AI can quickly generate a web application on top of an industrial connectivity platform, dramatically reducing development time. That application, however, represents only one layer of the solution.
This principle remains true even as AI moves deeper into industrial automation. Purpose-built engineering agents can now generate programmable logic controller (PLC) logic, HMI screens, and other industrial application components, while major software vendors are embedding generative AI directly into industrial platforms.
These capabilities are impressive, but they reinforce an important question: who validates the output, who owns the lifecycle, and who is accountable when software controls a real industrial process? Faster generation is not the same as software that organizations can deploy with confidence and support for years to come.
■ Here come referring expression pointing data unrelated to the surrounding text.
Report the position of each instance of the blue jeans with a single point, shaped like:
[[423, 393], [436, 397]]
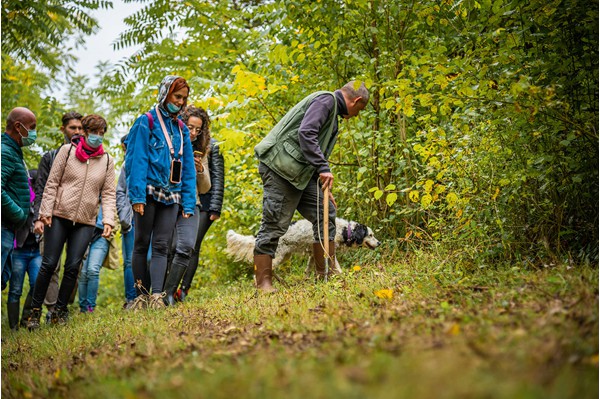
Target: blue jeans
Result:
[[8, 243], [89, 279], [156, 224], [127, 245], [23, 261]]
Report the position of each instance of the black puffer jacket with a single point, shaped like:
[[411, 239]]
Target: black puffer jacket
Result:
[[212, 201]]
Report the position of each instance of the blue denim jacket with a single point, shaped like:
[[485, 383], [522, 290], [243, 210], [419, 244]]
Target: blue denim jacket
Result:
[[148, 160]]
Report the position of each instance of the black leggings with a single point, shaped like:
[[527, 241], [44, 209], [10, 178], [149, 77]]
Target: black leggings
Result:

Proven industrial software platforms already provide capabilities such as validated architectures, redundancy, cybersecurity protections, and lifecycle services, allowing engineers to focus on solving industrial problems rather than rebuilding proven capabilities.
Proven software platforms also provide established security models, update paths, governance, and long-term support that ad hoc generated applications rarely have from the outset.
Lifecycle Management Extends Beyond Deployment
Deploying industrial software marks the beginning of the engineering process, not the end. Consider a plant manager requesting an operational report. AI generates the report in minutes, the application works as expected, and everyone is pleased with the result. Then the plant manager says, “I want that report every day.”
A one-time report has now become operational software that people depend on to do their jobs. Software platforms evolve, operational requirements change, and new cybersecurity vulnerabilities emerge. Ongoing engineering becomes essential to validate updates, maintain compatibility, apply security patches, and ensure reliable operation over time.
Building the first version of an application may now take only minutes. Maintaining that application throughout its operational life remains an ongoing engineering responsibility. Long-term reliability depends on governance, lifecycle management, and continuous support, not simply generating code.
Why Choosing the Right Industrial Software Matters
Experienced industrial software companies provide far more than application functionality. Engineering expertise, product validation, cybersecurity knowledge, ongoing software updates, and long-term lifecycle support all contribute to software that organizations can depend on in mission-critical environments.
Organizations evaluating industrial software should look beyond demos and today’s functionality. Long-term operational success depends on asking the right questions before software is deployed. Who will maintain, secure, validate, and continue developing the software throughout its operational life? The decision is not only about feature velocity but whether the software can be secured, governed, updated, audited, and supported over time.
Final Thoughts
Building an online version of my father’s Japanese card game in ten minutes changed my expectations about software development. AI is dramatically reducing the time required to create software, and those capabilities will continue reshaping industrial automation.
Speed alone does not determine whether industrial software is ready for mission-critical operations. Organizations should look beyond how quickly software can be created and consider who is building it, how it is engineered, and who will support it throughout its operational life.
In industrial automation, those are the questions that determine whether software becomes a useful demonstration or a dependable operational system.